【RED HOOD】
草や落ち葉に小さな小枝を踏むその足音はとっても小さなものです。歩くのも小さな女の子、その真っ赤なずきんをかぶって歩く可愛らしい子は相も変わらず皆から「赤ずきんちゃん」と親しみを込め呼ばれる毎日です。
赤ずきんちゃんは狼と出会った森に一人森林浴をしてます。幾筋も降り注ぐ太陽光にその下で咲く色とりどりの花達。そんな花達を赤ずきんは切り株に座りぼんやりと見つめていました。
「あの向こうで狼さんは森は楽しい所だって教えてくれた」
見つめる先で思い浮かぶのはつい先日の情景です。あの時はケーキとワインをバスケットに入れ、寄り道もせずに病気のお婆さんの所に向かうつもり でした。そのとき、狼さんが「森の中の綺麗な花を見ないの?」と声をかけてくれたのです。おかげで赤ずきんちゃんはこの綺麗な花達を見つけ、お婆さんのた
めに花束を作ろうかと思いこの花達を摘んだのでした。
「狼さんありがとう。おかげで私はこの森をちゃんと見ることが出来たよ」
赤ずきんちゃんの言葉は虚しく空に舞うだけでした。誰に言うとこの無いその言葉、言う相手ももう存在はしない、そんな空っぽの気持ちを花達はまるで慰めるかのように花びらを風に乗せ舞い上がらせたのです。
「良い香り…狼さん、この香り感じてるかな?」
狼は犬の仲間であり、花がよく利くことを赤ずきんちゃんは知ってました。だから精一杯信じることにしました、その花の香りが狼さんのいる天国に伝わったことに…
「狼さんは何色が好きだったのかな?」
いきなり呟く赤ずきんちゃん。花の中からどうやら狼さんが好きそうな色の花を探してるようです。
「うん、私が赤だから狼さんはオレンジがいいかな?」
おもむろに摘んだその花は綺麗なオレンジ色の花、匂いはあまり無くてもそのオレンジの淡さはまた違う気持ちを生み出すのでした。
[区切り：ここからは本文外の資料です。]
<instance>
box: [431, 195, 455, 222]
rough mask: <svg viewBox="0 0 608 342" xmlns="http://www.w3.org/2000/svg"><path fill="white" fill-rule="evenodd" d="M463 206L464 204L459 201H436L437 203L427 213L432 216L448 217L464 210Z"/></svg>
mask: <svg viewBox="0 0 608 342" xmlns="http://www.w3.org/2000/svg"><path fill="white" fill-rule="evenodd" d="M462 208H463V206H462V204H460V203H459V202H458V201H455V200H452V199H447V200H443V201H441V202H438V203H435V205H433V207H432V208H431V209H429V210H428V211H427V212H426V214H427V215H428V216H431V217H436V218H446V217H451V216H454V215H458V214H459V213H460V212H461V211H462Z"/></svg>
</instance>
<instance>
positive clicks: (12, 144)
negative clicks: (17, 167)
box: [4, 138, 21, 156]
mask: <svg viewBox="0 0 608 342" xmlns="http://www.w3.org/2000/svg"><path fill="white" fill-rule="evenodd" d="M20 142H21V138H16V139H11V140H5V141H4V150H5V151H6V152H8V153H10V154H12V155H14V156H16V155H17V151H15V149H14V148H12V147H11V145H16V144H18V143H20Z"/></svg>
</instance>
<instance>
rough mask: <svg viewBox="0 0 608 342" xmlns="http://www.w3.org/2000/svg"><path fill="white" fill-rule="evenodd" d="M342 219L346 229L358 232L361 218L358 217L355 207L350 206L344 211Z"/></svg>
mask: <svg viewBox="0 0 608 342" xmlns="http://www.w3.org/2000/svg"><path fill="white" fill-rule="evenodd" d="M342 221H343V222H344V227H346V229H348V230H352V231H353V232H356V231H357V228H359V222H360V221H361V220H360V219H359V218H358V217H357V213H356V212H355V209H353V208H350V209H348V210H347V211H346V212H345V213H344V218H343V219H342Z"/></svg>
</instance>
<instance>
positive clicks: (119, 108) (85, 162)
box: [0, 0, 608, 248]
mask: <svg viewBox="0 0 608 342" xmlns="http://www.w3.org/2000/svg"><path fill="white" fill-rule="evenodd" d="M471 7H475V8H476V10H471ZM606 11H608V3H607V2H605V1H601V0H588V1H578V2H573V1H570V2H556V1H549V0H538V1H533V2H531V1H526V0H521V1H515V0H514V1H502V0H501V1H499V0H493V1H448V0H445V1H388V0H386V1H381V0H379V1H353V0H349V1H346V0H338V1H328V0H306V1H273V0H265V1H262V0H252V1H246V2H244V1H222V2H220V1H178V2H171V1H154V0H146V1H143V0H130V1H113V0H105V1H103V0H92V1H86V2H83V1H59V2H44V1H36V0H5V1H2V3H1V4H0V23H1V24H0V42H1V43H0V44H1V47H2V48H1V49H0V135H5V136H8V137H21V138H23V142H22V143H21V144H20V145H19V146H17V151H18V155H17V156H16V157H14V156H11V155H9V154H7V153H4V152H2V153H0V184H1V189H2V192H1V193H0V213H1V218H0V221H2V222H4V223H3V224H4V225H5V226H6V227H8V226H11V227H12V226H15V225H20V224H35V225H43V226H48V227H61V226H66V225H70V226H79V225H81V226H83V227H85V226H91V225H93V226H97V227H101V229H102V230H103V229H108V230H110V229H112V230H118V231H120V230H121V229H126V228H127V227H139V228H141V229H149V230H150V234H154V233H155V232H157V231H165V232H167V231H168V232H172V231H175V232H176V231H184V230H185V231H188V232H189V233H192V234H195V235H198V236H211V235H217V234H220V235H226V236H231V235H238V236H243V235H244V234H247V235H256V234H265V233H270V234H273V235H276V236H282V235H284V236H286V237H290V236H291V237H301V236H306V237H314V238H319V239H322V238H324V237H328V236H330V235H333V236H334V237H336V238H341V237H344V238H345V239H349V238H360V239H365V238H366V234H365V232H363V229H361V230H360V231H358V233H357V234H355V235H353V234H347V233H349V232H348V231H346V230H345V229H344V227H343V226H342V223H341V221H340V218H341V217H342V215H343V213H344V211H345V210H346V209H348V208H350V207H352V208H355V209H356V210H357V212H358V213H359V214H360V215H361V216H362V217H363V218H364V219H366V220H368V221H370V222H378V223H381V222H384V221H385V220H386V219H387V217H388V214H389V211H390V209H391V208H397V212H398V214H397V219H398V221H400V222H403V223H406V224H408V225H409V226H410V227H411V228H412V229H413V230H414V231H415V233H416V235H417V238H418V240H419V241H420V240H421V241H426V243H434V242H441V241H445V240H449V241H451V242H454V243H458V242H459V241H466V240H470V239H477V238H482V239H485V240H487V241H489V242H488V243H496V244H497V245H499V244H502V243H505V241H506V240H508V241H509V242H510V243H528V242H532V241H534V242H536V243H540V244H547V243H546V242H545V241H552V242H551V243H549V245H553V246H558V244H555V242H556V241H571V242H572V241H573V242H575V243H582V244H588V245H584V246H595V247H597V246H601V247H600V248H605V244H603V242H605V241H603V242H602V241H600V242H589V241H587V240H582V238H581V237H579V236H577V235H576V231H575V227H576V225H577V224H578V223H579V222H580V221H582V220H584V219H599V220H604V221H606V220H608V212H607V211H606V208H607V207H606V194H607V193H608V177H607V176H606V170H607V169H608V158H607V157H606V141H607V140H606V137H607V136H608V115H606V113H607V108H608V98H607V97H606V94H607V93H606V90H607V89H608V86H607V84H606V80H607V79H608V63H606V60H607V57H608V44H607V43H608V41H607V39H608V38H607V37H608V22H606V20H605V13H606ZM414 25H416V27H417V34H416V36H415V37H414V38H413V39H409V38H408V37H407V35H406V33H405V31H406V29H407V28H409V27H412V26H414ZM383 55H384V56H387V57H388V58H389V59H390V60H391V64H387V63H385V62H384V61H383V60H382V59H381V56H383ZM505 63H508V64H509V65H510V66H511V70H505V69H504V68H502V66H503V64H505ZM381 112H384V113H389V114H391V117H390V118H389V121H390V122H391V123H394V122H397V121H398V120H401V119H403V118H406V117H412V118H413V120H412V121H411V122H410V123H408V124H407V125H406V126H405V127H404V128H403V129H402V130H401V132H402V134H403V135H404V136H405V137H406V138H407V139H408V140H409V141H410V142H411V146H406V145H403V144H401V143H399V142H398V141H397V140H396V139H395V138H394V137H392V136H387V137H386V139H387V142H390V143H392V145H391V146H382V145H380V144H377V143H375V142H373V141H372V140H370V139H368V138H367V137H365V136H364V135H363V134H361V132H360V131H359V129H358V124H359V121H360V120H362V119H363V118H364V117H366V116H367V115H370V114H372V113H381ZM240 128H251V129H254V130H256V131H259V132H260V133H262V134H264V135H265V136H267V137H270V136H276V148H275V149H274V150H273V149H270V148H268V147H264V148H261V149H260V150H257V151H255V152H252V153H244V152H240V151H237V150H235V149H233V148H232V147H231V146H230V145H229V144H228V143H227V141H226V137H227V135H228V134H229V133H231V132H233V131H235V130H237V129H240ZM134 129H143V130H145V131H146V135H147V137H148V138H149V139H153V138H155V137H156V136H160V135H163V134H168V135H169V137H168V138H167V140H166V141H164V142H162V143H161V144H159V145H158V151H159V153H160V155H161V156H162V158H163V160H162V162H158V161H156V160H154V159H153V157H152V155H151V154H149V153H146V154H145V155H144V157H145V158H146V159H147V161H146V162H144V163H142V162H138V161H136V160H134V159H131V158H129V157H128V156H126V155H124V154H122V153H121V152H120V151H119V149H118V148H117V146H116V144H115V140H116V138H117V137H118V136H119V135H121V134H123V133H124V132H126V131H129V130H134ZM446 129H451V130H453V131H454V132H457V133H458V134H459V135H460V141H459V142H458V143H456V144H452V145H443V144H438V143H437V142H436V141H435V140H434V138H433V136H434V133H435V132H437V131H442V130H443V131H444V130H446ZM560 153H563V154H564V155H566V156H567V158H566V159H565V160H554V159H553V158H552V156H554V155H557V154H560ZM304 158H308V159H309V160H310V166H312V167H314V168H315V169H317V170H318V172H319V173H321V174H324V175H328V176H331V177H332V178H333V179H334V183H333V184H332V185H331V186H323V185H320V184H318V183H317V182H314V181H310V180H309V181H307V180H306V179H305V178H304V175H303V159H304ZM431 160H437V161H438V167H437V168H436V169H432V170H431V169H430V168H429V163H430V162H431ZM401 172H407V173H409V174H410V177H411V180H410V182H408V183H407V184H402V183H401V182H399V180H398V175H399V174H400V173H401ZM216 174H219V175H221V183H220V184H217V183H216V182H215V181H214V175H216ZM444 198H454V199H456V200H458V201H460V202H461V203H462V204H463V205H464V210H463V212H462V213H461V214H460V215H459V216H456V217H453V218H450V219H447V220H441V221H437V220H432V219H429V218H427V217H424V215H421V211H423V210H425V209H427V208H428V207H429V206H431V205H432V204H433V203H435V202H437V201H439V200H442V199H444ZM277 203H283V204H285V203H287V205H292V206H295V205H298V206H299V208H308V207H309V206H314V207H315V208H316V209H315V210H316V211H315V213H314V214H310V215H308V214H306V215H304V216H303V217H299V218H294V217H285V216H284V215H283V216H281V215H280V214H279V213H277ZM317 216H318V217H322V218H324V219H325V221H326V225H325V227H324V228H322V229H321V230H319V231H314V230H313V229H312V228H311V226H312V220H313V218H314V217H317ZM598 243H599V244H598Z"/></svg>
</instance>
赤ずきんちゃんはそのオレンジの花を空高く上げ微笑みました。
「狼さん、私狼さんのこと好きだったよ。狼さんと一緒に花冠作りたかったな・・・」
願う相手はもういません。空を見上げる赤ずきんちゃんの目にはまた涙が溢れ出して空の青と白を滲ませるのでした。
「狼さん…私のこと好きだったから食べたの?」
答えは返ってはきません。でも、その時吹いた春の風は赤ずきんちゃんの頬を撫でた気がしました。まるで「赤ずきんちゃん泣くな」と言わんばかりにです。
「この花、狼さんにあげるね」
そう言い残し赤ずきんちゃんはそのオレンジの花を切り株に置くのでした。
花の名は『ヒナゲシ』。花言葉は「思いやり」です
ほら、その思いやりのオレンジの花を小さな小さな狼がパクッと銜えて持って行っちゃったよ。